Пункты приёма посуды разбросаны по территории огромного города скупо и почти всегда в подвалах, где судьба неутомимо подвергает их затоплению то вешними, то осенними водами. Если они не затоплены, то всё равно работают нерегулярно по каким-то никому не ведомым законам. Часто приковыляв с двумя полными рюкзаками к заветному окошку, отстоящему от дома на километр, можно застать его закрытым ввиду:
• санитарного дня;
• изменившегося расписания работы;
• «технических» причин;
• отсутствия тары.
Под окошком греется на солнышке или кутается под суровым ветром североатлантического циклона толпа людей размером с первомайскую демонстрацию, к которой ни один разумный человек иного, чем вы, вероисповедания не подойдёт, а вы, подхваченные могучей волной коллективного сознания, ставите свой рюкзак оземь и говорите в пространство: «Кто последний?» Некоторые спрашивают: «Кто крайний?», но за эти крайне необдуманные слова можно в Ленинграде нарваться на разные колкости и крайности, ибо этими словами разбужаетея собачий рефлекс местного ложнокультурного патриотизма.
Достижению окна в порядке законной очереди часто препятствуют машины, подвозящие пустую тару. Тогда из числа очередных кличутся добровольцы, с полчасика, а то и с час сгружающие пустые и нагружающие наполненные бутылками ящики, за что удостаиваются сдачи своей посуды с чёрного хода без очереди.
Странно, почему упускаются подобные формы участия населения в других отраслях торговли и обслуживания. Захотел, например, рыбы или мяса, — иди разгрузи машину с тушами или с бочками, а то и вообще — убей корову или поймай рыбу сам. Захотел хлеба — замеси теста на 1000 караваев, испеки их, завези в булочную, а потом бери свой кусок и ступай себе с Богом. Хорошо было бы всем.

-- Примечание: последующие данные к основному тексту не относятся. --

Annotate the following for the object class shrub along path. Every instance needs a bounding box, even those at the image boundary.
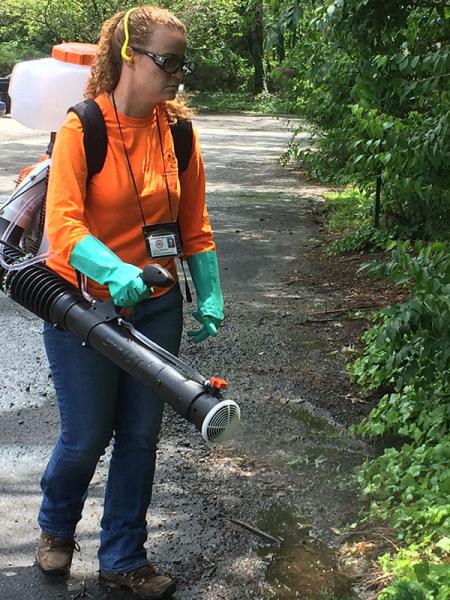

При непосредственной сдаче возникают инциденты, т. к. для таких-то банок или бутылок не находится необходимой тары, иностранные бутылки не принимаются, хотя и продаются, здесь надо досодрать фольгу с горлышка бутылки, там что-то чуть-чуть отколото. Приёмщик всегда обсчитает на рубль, два. Сдатчик волнуется, доказывает, вспоминает, как он защищал родину и, в конце концов, получив мелочи, презрительно брошенной в окошко только за половину своего рюкзака, уходит полный решимости в следующий раз в случае войны и опасности родину защищать не сразу, а подождать.
Всякий раз стоя в бутылочном бедламе, я до конца не верю, что мне удастся сдать эти проклятые банки с бутылками. Впрочем, зажигая свет, газ или открывая краном воду у себя дома или в других многопрочих местах, я тоже верю не до конца, что после этих манипуляций действительно зажжётся свет, газ или пойдёт вода, и когда это происходит, я всякий раз радуюсь происходящему, как чуду.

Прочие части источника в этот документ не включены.